Fisher said hauntology can also refer to re-emerging aspects of the past “as in the manner of a ghost,” fitting to Burial’s own references to angels and the supernatural throughout his catalogue (e.g. “Street Halo”). Furthermore, the shape-shifting, genderless vocals form a ghost-like feeling throughout his tracks, such as “Near Dark,” where a Ne-Yo sample “I can’t take my eyes off you…” hauntingly blankets over London’s sonic pulse.

Burial has spoken of his own love for ghost stories. He once cited M.R. James, which his dad read to him as a child, as a major inspiration outside of music for worldly storytelling, stating, “Urban legends get woven so you’re unable to be sure it’s untrue.”

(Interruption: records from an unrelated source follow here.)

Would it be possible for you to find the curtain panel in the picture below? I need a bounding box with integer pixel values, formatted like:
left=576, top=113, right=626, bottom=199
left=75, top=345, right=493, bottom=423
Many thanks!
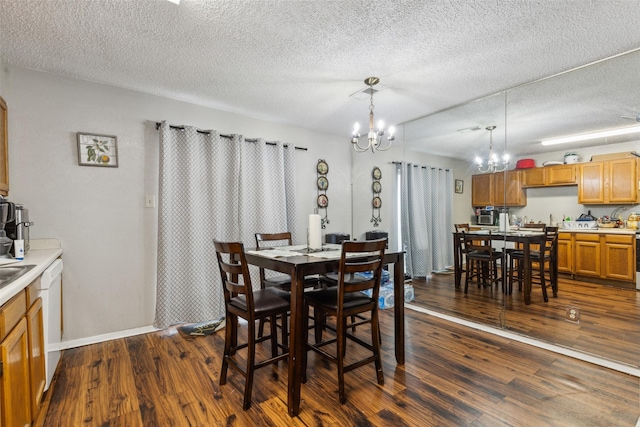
left=154, top=122, right=296, bottom=328
left=397, top=162, right=453, bottom=277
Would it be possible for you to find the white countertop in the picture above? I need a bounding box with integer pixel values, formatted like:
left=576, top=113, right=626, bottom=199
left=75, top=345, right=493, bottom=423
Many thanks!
left=473, top=225, right=638, bottom=235
left=0, top=239, right=62, bottom=305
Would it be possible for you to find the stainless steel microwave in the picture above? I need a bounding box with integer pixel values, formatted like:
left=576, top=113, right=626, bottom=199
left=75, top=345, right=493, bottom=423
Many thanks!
left=478, top=209, right=498, bottom=225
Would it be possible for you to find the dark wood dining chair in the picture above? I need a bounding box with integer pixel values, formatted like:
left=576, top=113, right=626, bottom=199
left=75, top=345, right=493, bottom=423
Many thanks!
left=213, top=240, right=290, bottom=410
left=302, top=238, right=387, bottom=403
left=509, top=227, right=558, bottom=302
left=462, top=231, right=504, bottom=294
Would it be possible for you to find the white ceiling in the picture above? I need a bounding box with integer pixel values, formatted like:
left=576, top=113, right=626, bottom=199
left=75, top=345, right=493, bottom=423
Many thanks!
left=0, top=0, right=640, bottom=158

Another hauntological element adopted by Burial is the use of static and vinyl crackle. Fisher claims this clear testimony to the past creates a kind of atemporality where “our future is looking increasingly like our past, which now looks like our future, which looks increasingly like the past…” If rave was officially dead, then Burial was its spirited afterlife.


A Brave New World

Years on and Burial is no longer the youthful rebellion. Post-rave is itself now “post,” and just as dubstep’s underground origins morphed into Skrillex chart-toppers, Burial’s musical antithesis was a sign of things to come. The “big three” major labels are Herculean in scale and scope; product placements and social media promotion are the new norm; and an artist’s “image” counts for more than it ever has. It dawns the question of whether an artist can even take the hidden path in today’s music climate.

Many inspired by Burial — most famously James Blake and Ellie Goulding (who called him an “all-time hero”) — have shaped the sounds of the 2010s and beyond, and some electronic successors will always, to an extent, keep the spirit alive — even if one must dig deeper and deeper to find it.

By avoiding the limelight, Burial has, paradoxically, branded an image that labels spend millions in marketing and media campaigns trying to accomplish. And with a maintained anonymity to the present-day, nothing has shattered the years of folklore and idealised perceptions — no scandals, no celebrity girlfriend, no camera-worn paparazzi shots of him walking to the supermarket. Just tunes.

The irony of hindsight is — regardless of motive — this has only ever worked in Burial’s favour. The less people knew, the more intrigue grew. Who knows how different things would be if his discography was met with world tours, photoshoots and a New York Times bestselling tell-all autobiography. Would the worship hold equal weight?

Outside of the still existing, cult-like fandom, the general public’s fascination seems to have finally worn off. For diehard fans, sporadic releases and nothing more are something they are well accustomed to. For casual listeners, perhaps Burial is already a relic of the past, of an era that once was — similar to his own emergence a generation ago. Soon, all that may remain, are the stories, legends and myths.